大寒

 二十四節気の一つで、1年で最も寒い時期の事。

 2024年は1月20日である。


 布団から出している顔に感じる冷気が、今日が一段と冷え込んでいる事を感じさせる。

 壁の時計はまだセットしたアラームが鳴る30分以上前だと気付いた尊はゆっくりと目を閉じた。


「寒い……」


「ぇ……」


 丸めた背中から聞こえてきた声に、尊はびくっと体を震わせて固まる。

 一人で寝ているベッドから自分以外の声……夏じゃあるまいし怪奇現象でこれ以上涼しくなりたくはない。

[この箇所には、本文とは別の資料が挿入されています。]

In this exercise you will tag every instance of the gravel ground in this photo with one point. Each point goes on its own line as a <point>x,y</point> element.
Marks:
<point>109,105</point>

 そっと顔を浮かし、目だけゆっくりと動かして暗い室内を見渡すが、さすがに背後までは見えない。


 と、脇腹から前に回ってくる腕。


「っ!?」


 声にならない悲鳴と同時に腕が体に巻き付いてくる明らかに人肌の、すべすべした手触りの腕。


「おぃ。」


「んぇ?」


「何でユメが居るんだよ?」


「んぅ……あと5分……」


「時間は構わないから質問に答えろ。」


 こんな事が出来るのは夢乃だけだと、驚きと同時に覚醒した脳が判断すると、恐怖など微塵も感じない。


「部屋が寒くてさ……」


「だったら暖房入れりゃいいじゃん。」


「電気代勿体ない……」


「俺は暖房じゃねぇんだぞ。」


 とか言いつつ背中の温もりに天国を感じる尊だった。